À la lisière de la forêt profonde d’El Feija, à Ghardimaou, une harde de Cerfs de Barbarie surgit soudain dans une clairière soigneusement aménagée. Les visiteurs retiennent leur souffle devant ce spectacle qui semblait impossible il y a encore quelques décennies. Ce cervidé mythique, aussi appelé Cerf de l’Atlas, était considéré comme disparu du Maghreb, victime de la déforestation, des changements climatiques et de la chasse incontrôlée. Dans les années 1960, son territoire s’était réduit jusqu’à un mince rectangle forestier entre Ghardimaou, Tabarka, Annaba et Souk-Ahras, en Algérie.
La Tunisie, pionnière dans la restauration du Cerf de l’Atlas
Aujourd’hui, grâce à des efforts coordonnés depuis l’indépendance, l’espèce réapparaît dans son habitat originel.

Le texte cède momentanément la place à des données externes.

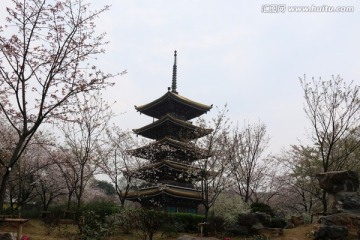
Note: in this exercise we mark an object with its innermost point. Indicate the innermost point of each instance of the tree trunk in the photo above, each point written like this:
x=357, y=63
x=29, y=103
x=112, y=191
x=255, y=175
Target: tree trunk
x=324, y=202
x=3, y=185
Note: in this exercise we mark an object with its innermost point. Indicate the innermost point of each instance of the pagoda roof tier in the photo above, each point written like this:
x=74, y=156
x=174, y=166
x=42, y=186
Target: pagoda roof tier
x=172, y=102
x=171, y=126
x=169, y=190
x=166, y=168
x=168, y=148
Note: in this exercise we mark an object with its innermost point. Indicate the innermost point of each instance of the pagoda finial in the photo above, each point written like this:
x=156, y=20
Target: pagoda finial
x=173, y=87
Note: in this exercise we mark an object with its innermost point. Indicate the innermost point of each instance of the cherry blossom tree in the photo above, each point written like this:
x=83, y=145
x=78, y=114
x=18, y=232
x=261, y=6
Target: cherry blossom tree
x=47, y=56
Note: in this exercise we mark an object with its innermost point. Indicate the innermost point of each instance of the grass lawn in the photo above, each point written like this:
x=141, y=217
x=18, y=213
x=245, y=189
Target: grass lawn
x=35, y=230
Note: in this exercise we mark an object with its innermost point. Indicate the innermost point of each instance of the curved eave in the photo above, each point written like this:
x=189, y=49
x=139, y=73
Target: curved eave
x=150, y=109
x=168, y=190
x=165, y=147
x=166, y=124
x=165, y=165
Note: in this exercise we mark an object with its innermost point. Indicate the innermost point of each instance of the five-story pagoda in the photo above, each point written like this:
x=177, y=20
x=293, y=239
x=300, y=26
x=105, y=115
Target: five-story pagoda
x=169, y=174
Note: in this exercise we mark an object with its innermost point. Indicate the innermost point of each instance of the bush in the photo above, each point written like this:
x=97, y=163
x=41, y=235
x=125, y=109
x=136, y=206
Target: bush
x=188, y=221
x=262, y=207
x=93, y=226
x=277, y=223
x=147, y=222
x=101, y=208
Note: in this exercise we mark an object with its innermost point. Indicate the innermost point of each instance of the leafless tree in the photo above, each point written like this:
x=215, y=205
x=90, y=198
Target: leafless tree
x=47, y=51
x=301, y=193
x=332, y=108
x=249, y=167
x=214, y=171
x=117, y=163
x=83, y=135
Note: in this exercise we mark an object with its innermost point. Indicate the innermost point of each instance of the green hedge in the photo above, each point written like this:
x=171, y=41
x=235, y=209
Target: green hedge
x=188, y=221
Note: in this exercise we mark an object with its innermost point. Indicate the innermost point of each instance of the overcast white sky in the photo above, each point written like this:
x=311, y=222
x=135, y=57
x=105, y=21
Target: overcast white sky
x=228, y=52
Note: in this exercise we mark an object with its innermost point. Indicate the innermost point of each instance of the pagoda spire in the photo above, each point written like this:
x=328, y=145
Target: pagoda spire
x=173, y=86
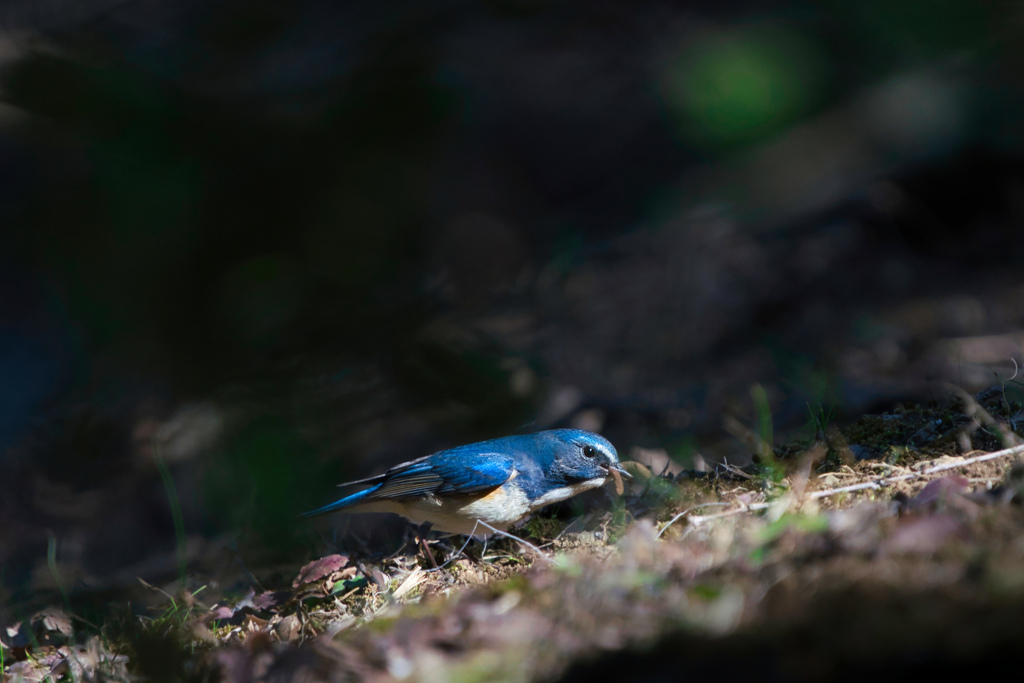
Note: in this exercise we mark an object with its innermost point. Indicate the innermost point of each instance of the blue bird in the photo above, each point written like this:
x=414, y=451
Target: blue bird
x=498, y=481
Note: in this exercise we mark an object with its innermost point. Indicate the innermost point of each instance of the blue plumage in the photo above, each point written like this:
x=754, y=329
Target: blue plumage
x=498, y=481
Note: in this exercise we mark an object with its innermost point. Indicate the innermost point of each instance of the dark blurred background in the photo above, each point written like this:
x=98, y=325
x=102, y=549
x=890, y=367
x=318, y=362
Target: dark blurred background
x=252, y=249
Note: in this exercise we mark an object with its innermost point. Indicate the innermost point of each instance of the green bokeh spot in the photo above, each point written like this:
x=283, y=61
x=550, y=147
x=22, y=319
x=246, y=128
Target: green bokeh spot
x=736, y=88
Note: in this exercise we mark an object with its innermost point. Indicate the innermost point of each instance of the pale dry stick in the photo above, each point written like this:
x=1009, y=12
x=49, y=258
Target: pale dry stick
x=686, y=512
x=515, y=538
x=878, y=483
x=496, y=530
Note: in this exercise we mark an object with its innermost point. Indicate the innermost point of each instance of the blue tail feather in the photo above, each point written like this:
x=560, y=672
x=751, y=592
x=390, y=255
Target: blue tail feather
x=340, y=504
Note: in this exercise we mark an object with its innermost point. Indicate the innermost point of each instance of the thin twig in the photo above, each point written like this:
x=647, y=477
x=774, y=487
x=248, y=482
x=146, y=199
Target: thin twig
x=515, y=538
x=877, y=483
x=686, y=512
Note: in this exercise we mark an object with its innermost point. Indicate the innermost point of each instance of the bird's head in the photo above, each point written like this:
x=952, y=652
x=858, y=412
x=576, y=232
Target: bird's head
x=585, y=457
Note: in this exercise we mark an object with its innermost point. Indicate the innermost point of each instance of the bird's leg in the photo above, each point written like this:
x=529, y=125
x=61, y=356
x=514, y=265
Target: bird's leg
x=421, y=532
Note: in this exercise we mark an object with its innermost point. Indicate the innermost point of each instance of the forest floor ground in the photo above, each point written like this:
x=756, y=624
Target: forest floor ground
x=890, y=545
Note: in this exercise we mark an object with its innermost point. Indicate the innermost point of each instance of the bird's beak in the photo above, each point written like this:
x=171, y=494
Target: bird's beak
x=619, y=468
x=615, y=470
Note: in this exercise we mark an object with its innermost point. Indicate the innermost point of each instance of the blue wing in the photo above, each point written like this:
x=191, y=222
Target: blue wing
x=459, y=471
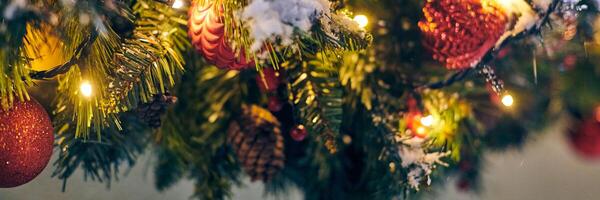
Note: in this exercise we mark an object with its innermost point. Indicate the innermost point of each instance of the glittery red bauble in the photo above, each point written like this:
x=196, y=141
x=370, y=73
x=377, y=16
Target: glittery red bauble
x=274, y=105
x=209, y=37
x=460, y=32
x=26, y=139
x=269, y=81
x=585, y=139
x=298, y=133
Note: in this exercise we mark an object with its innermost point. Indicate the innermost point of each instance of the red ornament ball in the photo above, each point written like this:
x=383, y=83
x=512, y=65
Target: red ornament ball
x=274, y=105
x=298, y=133
x=585, y=139
x=269, y=81
x=209, y=37
x=460, y=32
x=26, y=139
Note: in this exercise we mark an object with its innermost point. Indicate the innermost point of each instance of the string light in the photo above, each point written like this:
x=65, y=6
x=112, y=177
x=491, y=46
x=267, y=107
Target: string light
x=421, y=132
x=507, y=100
x=177, y=4
x=598, y=113
x=427, y=120
x=86, y=89
x=362, y=20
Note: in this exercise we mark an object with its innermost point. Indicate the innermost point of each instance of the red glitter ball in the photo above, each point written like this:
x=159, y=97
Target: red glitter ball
x=274, y=105
x=209, y=37
x=26, y=139
x=585, y=139
x=298, y=133
x=460, y=32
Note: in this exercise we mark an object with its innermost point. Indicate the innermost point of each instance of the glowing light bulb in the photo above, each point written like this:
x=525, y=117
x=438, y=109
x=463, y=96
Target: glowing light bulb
x=427, y=120
x=177, y=4
x=362, y=20
x=421, y=132
x=86, y=89
x=507, y=100
x=598, y=113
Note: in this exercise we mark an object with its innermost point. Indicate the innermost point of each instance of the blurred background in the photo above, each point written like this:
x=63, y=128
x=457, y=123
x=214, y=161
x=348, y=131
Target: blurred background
x=545, y=168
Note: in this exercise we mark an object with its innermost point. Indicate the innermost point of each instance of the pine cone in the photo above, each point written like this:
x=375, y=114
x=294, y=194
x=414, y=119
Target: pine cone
x=257, y=143
x=152, y=111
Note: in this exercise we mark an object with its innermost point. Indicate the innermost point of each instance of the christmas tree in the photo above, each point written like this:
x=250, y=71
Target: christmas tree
x=343, y=99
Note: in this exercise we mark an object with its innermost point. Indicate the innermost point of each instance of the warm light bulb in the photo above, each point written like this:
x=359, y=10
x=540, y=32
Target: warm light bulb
x=362, y=20
x=177, y=4
x=86, y=89
x=427, y=120
x=421, y=131
x=507, y=100
x=598, y=113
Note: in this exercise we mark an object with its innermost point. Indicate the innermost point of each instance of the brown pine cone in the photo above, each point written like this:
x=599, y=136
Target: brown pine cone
x=257, y=143
x=152, y=111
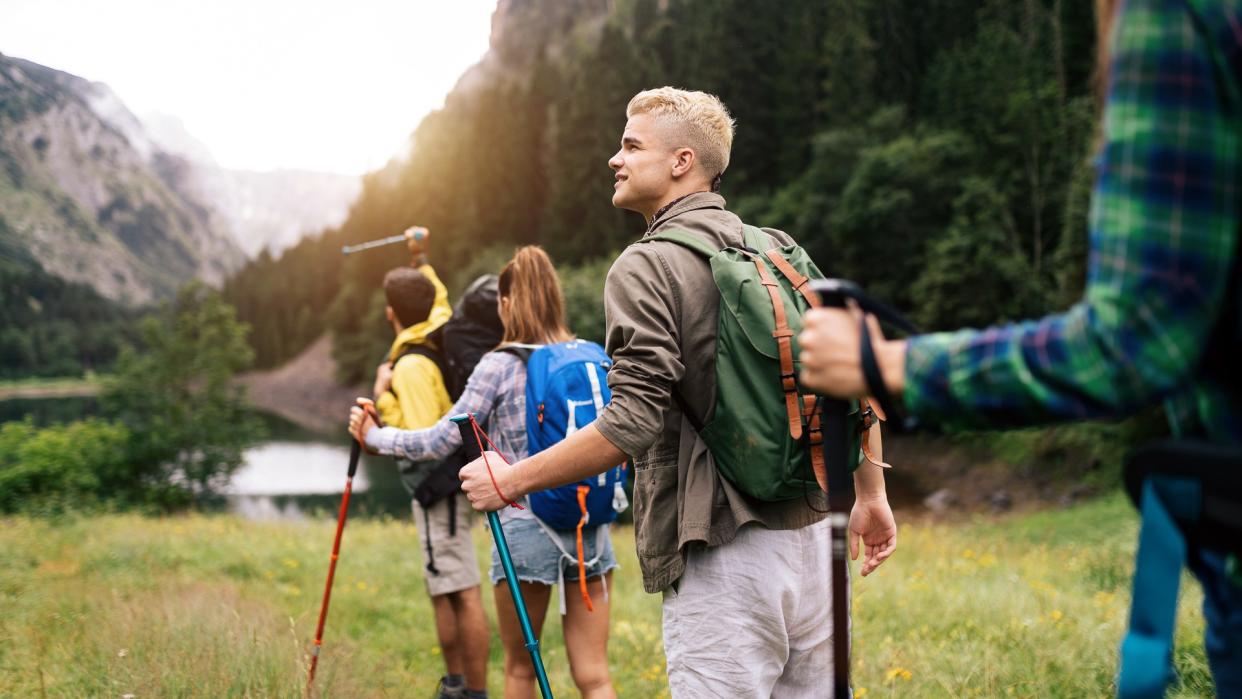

En 2016, la Tunisie a accueilli 23 cerfs et biches venus d’Espagne dans le cadre d’un ambitieux programme de réintroduction. Ce chantier écologique, piloté par la Direction générale des forêts et soutenu par plusieurs partenaires internationaux, a permis de créer des parcs spécialisés, notamment à El Feija (Ghardimaou) et à Aïn Baccouche (Tabarka).
Les autorités forestières estiment que les populations en captivité progressent régulièrement, plaçant la Tunisie en tête des pays du Maghreb en matière de protection du Cerf de Barbarie. Classée “faible risque” par l’UICN en 2000, l’espèce reste toutefois fragile, nécessitant un suivi rigoureux.
Une formation au cœur de la forêt d’El Feija
Le samedi 6 décembre 2025, le silence de la forêt a laissé place au murmure des échanges entre journalistes, cadres forestiers, ouvriers et conservateurs du Parc national d’El Feija. Leur visite s’inscrivait dans une formation sur la biodiversité et la gouvernance des ressources naturelles, organisée par le Programme d’Appui aux Médias Tunisiens (PAMT2), la GIZ Tunisie via son programme PAGECTE, le ministère de l’Environnement et Tunisian Campers.
Un cervidé aux secrets multiples
Le Cerf de Barbarie séduit autant par sa stature que par ses adaptations subtiles. Son pelage change au fil des saisons, oscillant entre un roux lumineux l’été et un gris-brun tissé d’ombres l’hiver. Les faons portent des taches blanches, parfois persistantes à l’âge adulte, une signature unique qui le distingue de son cousin européen.
Selon l’expert Faouzi Maâmouri, “les bois des mâles tombent chaque année, repoussent, se ramifient, et racontent l’âge, la santé et les conditions de vie de l’animal”. Durant la brame, la forêt devient une scène où s’entrelacent appels rauques, rivalités et conquêtes. Le mâle dominant forme un harem et s’accouple avec huit à dix biches. Après huit mois de gestation, les faons passent leurs premières semaines immobiles, camouflés dans la végétation pour échapper aux prédateurs.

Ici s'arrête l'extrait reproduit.